Медсестра улыбнулась.
– А мы что же? – спросил я. – Нам что делать? Может, нам поехать… Куда отца отправили? В Низы?
– Не знаю, – вздохнула медсестра. – Это ведь не ко мне. Сейчас Юлия Владимировна придёт, она в инспекции несовершеннолетней работает. А вас надо посмотреть.
– Да с нами в порядке всё. – Светка стала чесать руку, запястье.
– Это пока неизвестно, – настойчиво сказала медсестра. – Симптомы могут быть скрытыми. Мозговые кровотечения, полостные кровотечения… Пойдёмте в кабинет, хотя бы давление измерим.
Я кивнул Светке. Та пожала плечами, почесала руку.
– Не переживайте за отца, – успокоила медсестра. – Там хорошее отделение, врачи опытные. А вас всё-таки надо осмотреть.
Мы не стали противиться, медсестра была неотвязная.
Кабинет был старинный, но аккуратный, с бывалыми медицинскими вещами, с облупившимися плакатами на стенах, с коричневым толстым телефоном с дисковым набором. Медсестра усадила нас на основательно штопаную кушетку и стала проверять наше состояние. При проверке она использовала весьма проверенные методы – слушала грудь и спину через деревянную трубку, выстукивала пальцами, мяла живот, глядела в глаза и с удовольствием стучала молоточком.
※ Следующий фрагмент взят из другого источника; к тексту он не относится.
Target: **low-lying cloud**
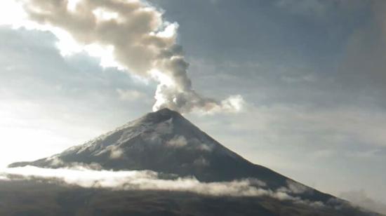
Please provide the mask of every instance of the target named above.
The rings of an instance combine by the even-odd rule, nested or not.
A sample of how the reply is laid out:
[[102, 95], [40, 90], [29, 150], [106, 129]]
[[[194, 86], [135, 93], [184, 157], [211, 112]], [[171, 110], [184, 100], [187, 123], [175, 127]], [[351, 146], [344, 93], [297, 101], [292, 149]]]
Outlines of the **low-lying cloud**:
[[[164, 175], [163, 175], [164, 176]], [[194, 177], [161, 178], [157, 173], [149, 170], [111, 171], [95, 170], [77, 166], [72, 168], [41, 168], [26, 166], [6, 168], [0, 171], [0, 180], [18, 180], [55, 178], [66, 184], [83, 187], [109, 188], [116, 190], [181, 191], [209, 196], [269, 196], [281, 201], [323, 207], [321, 202], [303, 200], [293, 196], [291, 187], [272, 191], [266, 184], [256, 179], [246, 179], [224, 182], [201, 182]]]
[[[192, 87], [189, 63], [178, 45], [178, 25], [140, 0], [13, 0], [0, 3], [0, 25], [49, 31], [62, 55], [86, 52], [114, 67], [159, 83], [154, 111], [237, 112], [240, 95], [222, 101], [204, 97]], [[119, 93], [122, 95], [121, 91]], [[126, 95], [126, 94], [124, 94]], [[138, 94], [135, 94], [134, 96]], [[124, 96], [124, 97], [127, 97]], [[128, 97], [132, 97], [131, 95]]]

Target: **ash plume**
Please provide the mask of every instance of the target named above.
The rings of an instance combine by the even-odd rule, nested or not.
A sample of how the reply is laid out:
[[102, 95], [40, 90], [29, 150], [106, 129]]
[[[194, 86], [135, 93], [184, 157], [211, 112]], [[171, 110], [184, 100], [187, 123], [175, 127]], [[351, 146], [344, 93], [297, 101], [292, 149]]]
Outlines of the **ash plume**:
[[[222, 101], [204, 97], [187, 76], [189, 63], [176, 43], [178, 25], [140, 0], [14, 0], [0, 3], [0, 24], [49, 31], [62, 55], [86, 51], [114, 67], [159, 83], [153, 110], [237, 112], [240, 95]], [[1, 11], [0, 11], [1, 12]]]

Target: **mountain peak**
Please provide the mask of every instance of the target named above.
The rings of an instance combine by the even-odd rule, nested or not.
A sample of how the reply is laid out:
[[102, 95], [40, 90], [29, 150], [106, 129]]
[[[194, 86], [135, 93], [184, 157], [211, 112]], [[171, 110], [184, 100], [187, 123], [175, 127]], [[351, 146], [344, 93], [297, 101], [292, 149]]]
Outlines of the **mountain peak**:
[[194, 176], [203, 182], [257, 178], [272, 189], [286, 187], [288, 180], [248, 161], [167, 108], [148, 113], [60, 154], [9, 166], [56, 168], [79, 164], [114, 170], [149, 170]]
[[181, 114], [175, 111], [173, 111], [171, 109], [169, 109], [168, 108], [164, 108], [154, 112], [149, 112], [140, 119], [144, 121], [157, 123], [174, 118], [183, 117]]

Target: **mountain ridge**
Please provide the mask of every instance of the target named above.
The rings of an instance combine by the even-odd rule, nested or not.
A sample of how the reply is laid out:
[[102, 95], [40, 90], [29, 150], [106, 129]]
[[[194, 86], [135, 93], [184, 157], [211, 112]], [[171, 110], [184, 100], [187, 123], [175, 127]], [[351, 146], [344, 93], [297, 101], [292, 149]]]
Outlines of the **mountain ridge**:
[[276, 190], [290, 182], [306, 187], [302, 198], [327, 202], [335, 198], [254, 164], [201, 130], [180, 114], [162, 109], [149, 113], [60, 154], [9, 167], [58, 168], [74, 165], [113, 170], [149, 170], [194, 177], [205, 182], [258, 179]]

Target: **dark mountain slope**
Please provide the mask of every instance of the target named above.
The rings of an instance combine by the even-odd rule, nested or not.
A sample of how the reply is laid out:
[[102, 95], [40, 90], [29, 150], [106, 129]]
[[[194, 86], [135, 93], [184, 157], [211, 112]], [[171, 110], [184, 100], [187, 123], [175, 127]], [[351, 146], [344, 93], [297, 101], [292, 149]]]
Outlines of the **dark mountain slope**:
[[[301, 185], [248, 161], [168, 109], [147, 114], [61, 154], [32, 162], [15, 163], [10, 167], [32, 165], [56, 168], [79, 163], [107, 170], [150, 170], [180, 177], [194, 176], [201, 182], [256, 178], [272, 190], [286, 187], [289, 182]], [[322, 202], [333, 198], [308, 187], [296, 196]]]

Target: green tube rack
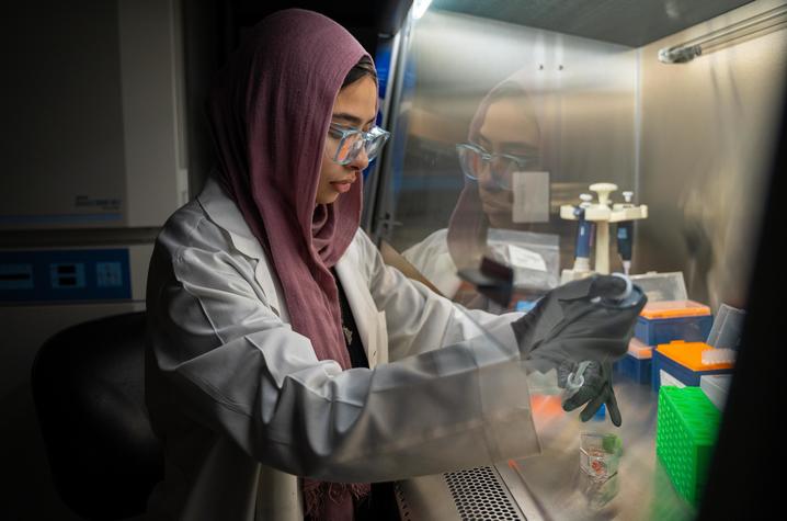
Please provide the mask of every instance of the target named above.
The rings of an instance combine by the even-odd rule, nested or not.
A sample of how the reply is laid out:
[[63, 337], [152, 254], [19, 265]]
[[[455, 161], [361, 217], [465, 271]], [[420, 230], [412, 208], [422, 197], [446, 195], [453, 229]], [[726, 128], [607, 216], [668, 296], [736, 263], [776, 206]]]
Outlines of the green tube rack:
[[699, 387], [661, 387], [655, 454], [675, 490], [699, 506], [721, 414]]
По мне стучала сильнее и бесцеремонно, по Светке деликатнее. Светке она уделила времени гораздо больше, особенно долго изучала глаза и запястье, которое Светка уже успела расчесать. Выворачивала рассечённую губу, кривилась и щёлкала языком.
– Губу можно зашить, – сказала медсестра. – Я могу…
Сестра сняла с полки железную коробочку, откинула крышку. Внутри находились ветеринарных размеров иглы и моток ниток.
– Нет, спасибо, – отказалась Светка. – Само зарастёт.
– Шрам останется, – сказала медсестра.
– Ничего, – вздохнула Светка. – Буду с этим как-то жить.
Я хихикнул. Не хочет перед Некитом с заштопанной губой появляться.
– Больше видимых повреждений нет, – объявила медсестра. – Хотя денёк за вами придётся посмотреть, у вас всё-таки нервное потрясение.
Медсестра указала мизинцем на руку Светки.
– Есть мазь Вишневского, – посоветовала медсестра. – Отличное средство!
– Её из лягушек делают, – поморщилась Светка.
– Зато от всего лечит!
В глазах медсестры полыхнул целительский восторг, видимо, мазь Вишневского сыграла в её судьбе значительную роль. Она не удержалась и сняла с полки коричневую банку.
– Спасибо, – я взял эту банку. – Воспользуемся.
– Лучше из мази компресс накладывать, – сладостно вздохнула медсестра. – Компресс – самое эффективное.
– Наложим компресс, – пообещал я. – А что нам сейчас делать? Ждать?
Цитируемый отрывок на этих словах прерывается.